Blawgletter toils on cases all across this, the greatest nation on the face of the, Earth. Some of them pend in, federal courts. ,Many, of those involve things that, took place in towns far from the court, house where we'll try the lawsuit,,. And ergo we, often find ourselves, — , , , — or our dear foes, taking proof from strangers who live, in other ,Districts, even (verily,) in ,,other Circuit,s. ,!
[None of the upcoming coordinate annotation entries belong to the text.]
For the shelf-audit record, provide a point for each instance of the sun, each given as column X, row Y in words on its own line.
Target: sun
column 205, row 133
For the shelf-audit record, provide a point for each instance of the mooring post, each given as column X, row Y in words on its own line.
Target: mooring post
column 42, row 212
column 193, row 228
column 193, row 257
[We now return to normal comma usage.]
We know that the Federal Rules of Civil Procedure say how to ask for the proof in distant locales. They also tell what to do to resist. The seeker gets the power to chase the proof by using the nearest federal court to issue subpoenas and orders. The opposer gets extra options and thus can express her/its/his thoughts about the request for info either to the local judge or to the remote one who presides over the main dispute between the parties.
We mention all this because the Fourth Circuit yesterday grappled with the mischief that can depend from letting two Article III judges vie for top dog status in a multi-District, multi-Circuit fight over a subpoena.
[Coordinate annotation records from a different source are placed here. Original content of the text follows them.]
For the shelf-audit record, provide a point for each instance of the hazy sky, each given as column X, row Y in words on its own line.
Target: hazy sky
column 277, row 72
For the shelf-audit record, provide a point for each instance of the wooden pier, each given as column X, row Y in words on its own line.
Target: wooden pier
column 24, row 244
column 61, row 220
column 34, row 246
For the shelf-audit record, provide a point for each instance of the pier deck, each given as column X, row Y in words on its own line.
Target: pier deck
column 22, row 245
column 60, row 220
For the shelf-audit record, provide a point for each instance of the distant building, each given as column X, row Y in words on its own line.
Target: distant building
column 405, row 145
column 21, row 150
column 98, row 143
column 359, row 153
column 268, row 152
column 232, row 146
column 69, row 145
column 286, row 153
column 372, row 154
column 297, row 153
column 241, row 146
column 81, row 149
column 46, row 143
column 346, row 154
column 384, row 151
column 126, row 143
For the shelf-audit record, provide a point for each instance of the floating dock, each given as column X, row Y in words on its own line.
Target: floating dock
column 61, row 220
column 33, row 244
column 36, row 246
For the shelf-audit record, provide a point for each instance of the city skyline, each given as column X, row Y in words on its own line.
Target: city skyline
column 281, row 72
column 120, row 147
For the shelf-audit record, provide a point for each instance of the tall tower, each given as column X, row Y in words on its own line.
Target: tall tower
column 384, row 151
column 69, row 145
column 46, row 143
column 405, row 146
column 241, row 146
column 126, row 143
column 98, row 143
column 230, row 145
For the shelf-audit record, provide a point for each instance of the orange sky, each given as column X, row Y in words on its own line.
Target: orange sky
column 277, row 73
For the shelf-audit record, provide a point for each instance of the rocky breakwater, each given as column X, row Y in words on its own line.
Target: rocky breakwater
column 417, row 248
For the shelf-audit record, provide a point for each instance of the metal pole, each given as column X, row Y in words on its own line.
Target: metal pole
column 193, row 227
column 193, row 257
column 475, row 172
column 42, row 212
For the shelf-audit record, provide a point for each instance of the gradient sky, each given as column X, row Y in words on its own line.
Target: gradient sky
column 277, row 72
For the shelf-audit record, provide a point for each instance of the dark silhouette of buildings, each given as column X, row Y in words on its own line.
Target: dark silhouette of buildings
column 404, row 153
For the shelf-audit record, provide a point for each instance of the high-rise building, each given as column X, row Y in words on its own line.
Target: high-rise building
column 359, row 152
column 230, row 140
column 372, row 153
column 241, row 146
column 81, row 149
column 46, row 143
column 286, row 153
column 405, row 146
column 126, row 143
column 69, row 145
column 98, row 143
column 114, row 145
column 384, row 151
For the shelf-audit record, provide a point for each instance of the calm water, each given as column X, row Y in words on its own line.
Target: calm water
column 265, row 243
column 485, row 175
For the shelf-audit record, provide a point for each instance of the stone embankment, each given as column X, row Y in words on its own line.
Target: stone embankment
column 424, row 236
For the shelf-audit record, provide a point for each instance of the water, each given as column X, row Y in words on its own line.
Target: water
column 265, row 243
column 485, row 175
The case doesn't shed a whole lot of light but does manage to point out that the rules seem to Their Honors quite supple to the touch and oh-so-smart to the brain. The court thus upholds both district judges' rulings — one in the Bay State (First Circuit) and the other in the Old Line State (Fourth) — on whether a men's clothing maker's secret critic could keep her/its/his name out of the lawsuit. She/it/he couldn't, they said — at least not all the way. Yet we still don't know her/its/his moniker. Lefkoe v. Jos. A. Bank Clothiers, Inc., No. 08-2059 (4th Cir. Aug. 13, 2009).
You'll note that all went well because Judge A made a ruling but then said Judge B could change or update it as Judge B saw fit. Which foresight and kindness avoided an inter-Circuit tussle.